Terdapat juga kegiatan pengamatan dan identifikasi penyakit antraks melalui surveilans dan pengambilan sampel untuk deteksi dini.
"Kami menyediakan 110 ribu dosis vaksin sebagai stok pusat. Meskipun sudah ada alokasi vaksin sebelumnya untuk wabah penyakit hewan seperti yang terjadi di Gunung Kidul, namun karena ada wabah, perlu diperluas vaksinasi ke daerah-daerah yang masih bebas," ungkap drh. Nuryani.

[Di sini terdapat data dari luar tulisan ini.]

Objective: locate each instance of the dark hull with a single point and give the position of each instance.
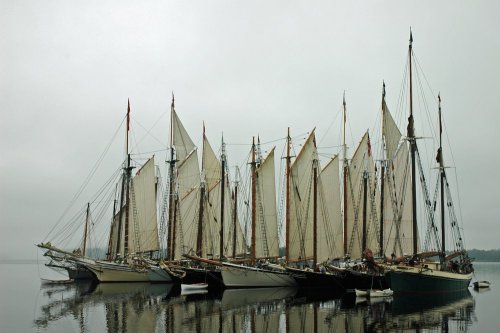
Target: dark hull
(362, 280)
(80, 273)
(308, 280)
(428, 282)
(200, 275)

Direktur Kesehatan Masyarakat Veteriner Kementan, Syamsul Ma’arif, menyatakan bahwa perannya dalam pencegahan penularan penyakit antraks dari hewan ke manusia dan produk hewan.
Ini dilakukan melalui pembentukan kader zoonosis untuk membangun partisipasi aktif dan tanggung jawab masyarakat dalam kegiatan pengendalian dan penanggulangan zoonosis.
"Tugas kader zoonosis adalah berkomunikasi, memberikan informasi, dan edukasi kepada masyarakat. Melibatkan masyarakat dalam pengendalian dan penanggulangan zoonosis, serta membantu petugas dinas dalam pengendalian dan penanggulangan zoonosis," kata Syamsul.
Saat berita ini dibuat, sudah ada tiga orang meninggal disebabkan oleh antraks. Sementara itu, 87 warga Dukuh Jati juga dikonfirmasi telah terjangkiti bakteri ganas tersebut.